Podczas SXSW wygraliście Grulke Prize, a album "The Overload" nominowano do Mercury Prize w kategorii Album roku, do tego w wielu zestawieniach Yard Act wymieniane jest jako jeden z topowych, wschodzących zespołów. Wydaje się, że nabieracie coraz większego rozpędu.
RN: Jesteśmy wobec siebie dość krytyczni i surowi. Ciężko pracujemy, bo bardzo nam zależy na zespole, ale nie odczuwamy dużej presji. Pamiętasz, kiedy poprzedni rozmawialiśmy? Od tego czasu wiele się wydarzyło. Czuję się tak, jakbym przeżył ten czas czterokrotnie, ale wszystko dzieje się stopniowo, choć z zewnątrz może się wydawać, że to coś wielkiego.
JR: Spójrz na to jak na całość. Nie wiem, jak zespoły, które zaczynają od zera i nagle znajdują się przy setce radzą sobie z presją. Coś takiego stało się z Wet Leg i ich utworem "Chaise Longue". Z zewnątrz wyglądało to tak, jakby ich życie zmieniło się z dnia na dzień. Jestem pewien, że tak nie było, był to rezultat intensywnej pracy, której my nie widzimy, ale gdy coś takiego dzieje się, musi być przytłaczające, szczególnie w przypadku młodszych zespołów. Może wystarczyć jedna piosenka i nagle jesteś sławny na całym świecie.
Zaliczyliście występy na wielu festiwalach, widzieliście jakieś dobrze zapowiadające się zespoły?
RN: Jest ich całkiem sporo np. English Teacher - nie są nowi, ale dobrze im idzie. To naprawdę dobry zespół i bardzo mili ludzie. Jest też zespół o nazwie Treeboy & Arc, w którym gra kilku pierwotnych członków Yard Act.
JR: Albo zespół z Francji o nazwie Unschooling. Mam wrażenie, że za chwilę będzie o nim głośno. Wiem, że istnieje od kilku lat, ale ich nazwa pojawia się wszędzie w różnych line-upach. Jakiś czas temu wydali EP-kę, która jest niesamowita.
Główną gwiazdą tegorocznego Off Festivalu był Iggy Pop, który mimo wieku, szalał na scenie. Szaleństwa wpisane są także w występy Yard Act. Myślicie, że będziecie mieli tyle siły, co Iggy w wieku siedemdziesięciu pięciu lat?

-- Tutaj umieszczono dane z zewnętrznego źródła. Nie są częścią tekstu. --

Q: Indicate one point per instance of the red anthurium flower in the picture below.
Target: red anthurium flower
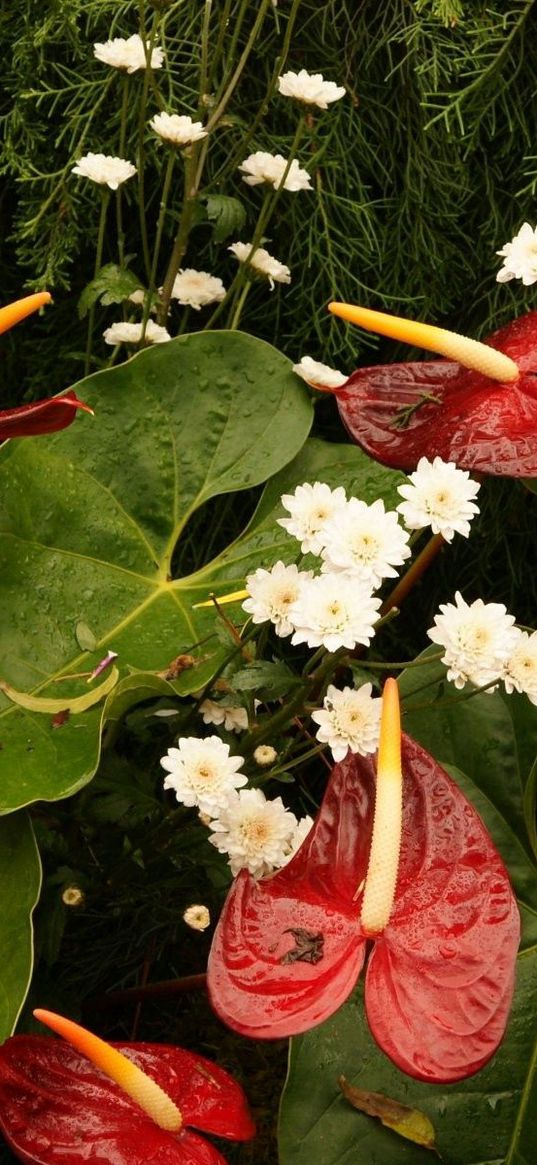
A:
(56, 1108)
(400, 412)
(42, 416)
(289, 947)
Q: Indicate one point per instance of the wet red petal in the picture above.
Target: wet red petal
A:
(249, 986)
(57, 1109)
(440, 978)
(41, 417)
(479, 423)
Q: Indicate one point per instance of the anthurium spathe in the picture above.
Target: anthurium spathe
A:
(480, 411)
(44, 416)
(289, 948)
(57, 1107)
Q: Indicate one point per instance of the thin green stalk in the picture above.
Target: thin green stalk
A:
(183, 232)
(221, 104)
(100, 241)
(160, 227)
(122, 138)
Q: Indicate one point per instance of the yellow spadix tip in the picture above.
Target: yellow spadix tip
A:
(14, 312)
(381, 880)
(470, 353)
(233, 597)
(389, 743)
(136, 1084)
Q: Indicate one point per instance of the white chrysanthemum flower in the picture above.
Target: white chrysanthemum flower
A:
(311, 89)
(270, 168)
(128, 54)
(177, 128)
(273, 593)
(234, 719)
(303, 828)
(202, 772)
(132, 333)
(478, 639)
(520, 671)
(265, 754)
(311, 508)
(439, 495)
(350, 720)
(520, 256)
(254, 832)
(334, 612)
(197, 918)
(197, 289)
(366, 542)
(105, 170)
(319, 375)
(261, 262)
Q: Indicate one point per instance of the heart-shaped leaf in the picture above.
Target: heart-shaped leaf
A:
(55, 1106)
(90, 523)
(20, 876)
(288, 948)
(475, 422)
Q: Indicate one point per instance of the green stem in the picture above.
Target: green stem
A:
(182, 238)
(223, 101)
(122, 136)
(160, 227)
(100, 240)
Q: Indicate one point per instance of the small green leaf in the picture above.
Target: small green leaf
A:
(408, 1122)
(269, 679)
(111, 284)
(227, 213)
(84, 636)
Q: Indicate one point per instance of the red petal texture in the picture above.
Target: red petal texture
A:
(249, 986)
(440, 978)
(57, 1109)
(480, 423)
(41, 417)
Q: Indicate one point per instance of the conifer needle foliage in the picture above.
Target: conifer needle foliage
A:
(414, 174)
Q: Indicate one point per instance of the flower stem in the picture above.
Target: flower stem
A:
(100, 241)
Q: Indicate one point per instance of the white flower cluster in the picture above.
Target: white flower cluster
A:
(258, 834)
(128, 54)
(482, 647)
(520, 258)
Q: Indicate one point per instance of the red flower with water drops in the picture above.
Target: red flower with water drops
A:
(120, 1103)
(289, 948)
(41, 416)
(480, 412)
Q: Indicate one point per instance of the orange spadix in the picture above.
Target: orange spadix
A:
(136, 1084)
(13, 312)
(379, 891)
(470, 353)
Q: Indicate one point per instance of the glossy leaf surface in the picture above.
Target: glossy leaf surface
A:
(90, 525)
(55, 1107)
(41, 417)
(439, 980)
(479, 424)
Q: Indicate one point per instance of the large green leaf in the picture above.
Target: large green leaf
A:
(91, 523)
(488, 1118)
(20, 877)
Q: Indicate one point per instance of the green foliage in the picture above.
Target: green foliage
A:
(91, 525)
(419, 174)
(489, 1116)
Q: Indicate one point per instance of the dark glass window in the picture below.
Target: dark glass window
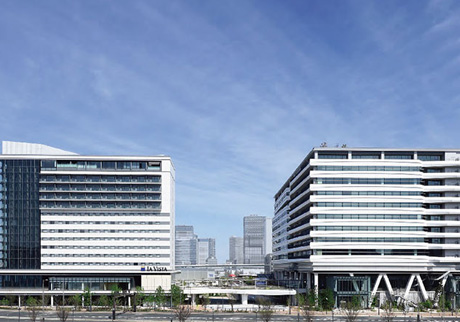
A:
(332, 156)
(48, 164)
(108, 165)
(398, 156)
(431, 156)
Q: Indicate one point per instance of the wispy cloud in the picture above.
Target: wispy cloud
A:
(236, 92)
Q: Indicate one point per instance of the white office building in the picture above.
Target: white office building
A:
(70, 220)
(257, 238)
(367, 221)
(236, 245)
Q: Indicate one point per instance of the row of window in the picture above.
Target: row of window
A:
(98, 187)
(364, 168)
(370, 204)
(105, 222)
(97, 204)
(371, 252)
(99, 196)
(105, 214)
(104, 247)
(368, 216)
(117, 231)
(370, 228)
(367, 240)
(378, 155)
(366, 181)
(100, 165)
(105, 238)
(107, 255)
(368, 193)
(100, 264)
(101, 178)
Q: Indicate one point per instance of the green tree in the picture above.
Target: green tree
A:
(205, 301)
(326, 299)
(115, 291)
(11, 299)
(265, 309)
(177, 295)
(312, 298)
(32, 308)
(351, 309)
(150, 299)
(139, 296)
(75, 300)
(159, 297)
(388, 313)
(104, 301)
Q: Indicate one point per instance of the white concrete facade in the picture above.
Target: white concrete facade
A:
(101, 213)
(368, 211)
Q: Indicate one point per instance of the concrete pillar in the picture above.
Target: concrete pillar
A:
(316, 283)
(244, 299)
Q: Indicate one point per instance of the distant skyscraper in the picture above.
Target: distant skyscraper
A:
(206, 249)
(186, 245)
(236, 254)
(257, 238)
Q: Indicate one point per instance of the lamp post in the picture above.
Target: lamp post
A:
(90, 296)
(43, 296)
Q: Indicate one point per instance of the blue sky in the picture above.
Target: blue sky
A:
(237, 92)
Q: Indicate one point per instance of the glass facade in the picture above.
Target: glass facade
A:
(20, 214)
(20, 220)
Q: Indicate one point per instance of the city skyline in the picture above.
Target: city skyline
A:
(235, 92)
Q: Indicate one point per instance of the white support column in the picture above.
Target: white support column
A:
(355, 285)
(244, 299)
(422, 287)
(316, 283)
(408, 286)
(376, 287)
(388, 284)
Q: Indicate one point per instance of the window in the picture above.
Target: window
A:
(49, 164)
(431, 157)
(399, 156)
(332, 156)
(365, 156)
(108, 165)
(93, 165)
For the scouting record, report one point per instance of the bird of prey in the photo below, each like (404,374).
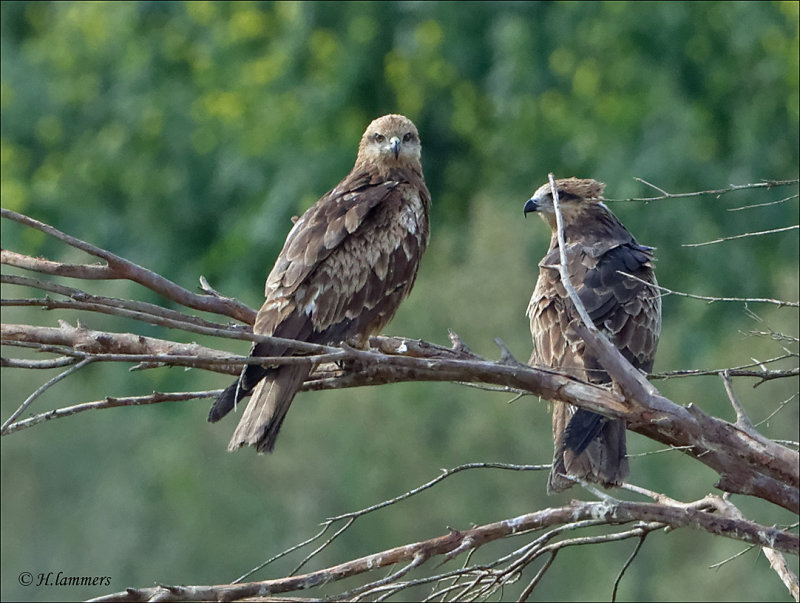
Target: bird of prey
(587,445)
(345,267)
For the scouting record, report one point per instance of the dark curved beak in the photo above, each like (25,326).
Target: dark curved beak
(530,205)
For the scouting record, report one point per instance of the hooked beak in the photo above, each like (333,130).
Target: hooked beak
(394,145)
(530,205)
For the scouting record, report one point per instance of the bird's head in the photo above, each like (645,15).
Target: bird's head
(390,140)
(576,197)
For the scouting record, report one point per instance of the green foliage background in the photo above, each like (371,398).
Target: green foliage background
(183,136)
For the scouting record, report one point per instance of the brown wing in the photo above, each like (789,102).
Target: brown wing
(586,444)
(626,309)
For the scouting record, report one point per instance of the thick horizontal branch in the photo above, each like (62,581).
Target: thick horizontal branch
(747,462)
(457,542)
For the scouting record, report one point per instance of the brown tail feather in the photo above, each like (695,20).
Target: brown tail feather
(603,461)
(262,420)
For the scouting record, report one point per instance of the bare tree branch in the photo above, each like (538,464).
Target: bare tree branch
(746,461)
(766,184)
(743,235)
(118,268)
(416,554)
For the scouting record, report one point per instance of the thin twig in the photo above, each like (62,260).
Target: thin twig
(627,565)
(710,300)
(716,192)
(741,236)
(39,391)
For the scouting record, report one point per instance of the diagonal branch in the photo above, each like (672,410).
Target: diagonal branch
(619,512)
(118,268)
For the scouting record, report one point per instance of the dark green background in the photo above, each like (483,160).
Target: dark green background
(183,136)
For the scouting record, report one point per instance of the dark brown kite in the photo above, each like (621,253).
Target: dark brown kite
(344,269)
(598,248)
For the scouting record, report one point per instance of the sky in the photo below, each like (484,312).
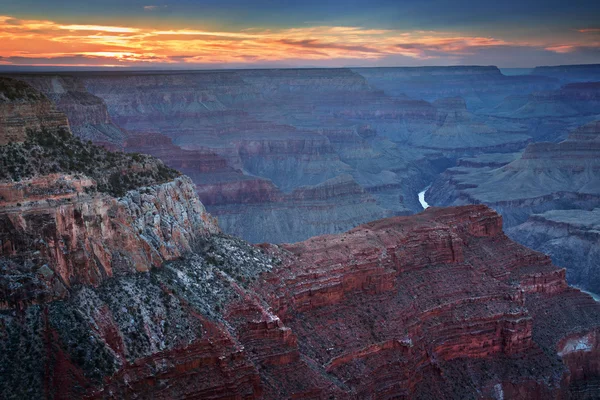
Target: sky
(187,34)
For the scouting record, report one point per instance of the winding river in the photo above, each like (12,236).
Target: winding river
(422,198)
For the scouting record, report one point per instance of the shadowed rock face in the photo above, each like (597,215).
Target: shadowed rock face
(249,139)
(546,197)
(88,116)
(22,108)
(441,304)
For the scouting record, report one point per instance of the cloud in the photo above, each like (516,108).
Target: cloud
(154,8)
(47,42)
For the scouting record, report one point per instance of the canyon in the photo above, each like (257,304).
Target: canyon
(548,196)
(121,196)
(129,288)
(331,148)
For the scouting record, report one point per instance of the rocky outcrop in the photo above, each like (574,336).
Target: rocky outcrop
(23,109)
(441,304)
(546,197)
(546,176)
(571,238)
(60,226)
(570,73)
(88,116)
(249,138)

RN: Mam czterdzieści jeden lat, więc nie jestem, aż tak daleko za Iggym [śmiech], ale raczej mam tendencję do stania w miejscu. James mógłby to robić, on ma mnóstwo energii, którą musi spalać każdego dnia. Jest jak podekscytowany szczeniak. Mogę sobie wyobrazić Jamesa szalejącego po scenie tak długo, jak długo sami się nie pozabijamy [śmiech].
JR: Widziałem Iggy'ego w 2004 roku, kiedy miałem jedenaście lat. Pojechałem z mamą i tatą na Download Festival i pamiętam, że było to niesamowite doświadczenie. Iggy wołał ludzi na scenę, więc próbowałem się na nią dostać, oddzieliłem się od rodziców, ale próba zakończyła się niepowodzeniem. Później długo nie mogłem znaleźć moich rodziców, zgubiłem się i musiałem iść do punktu rzeczy zaginionych.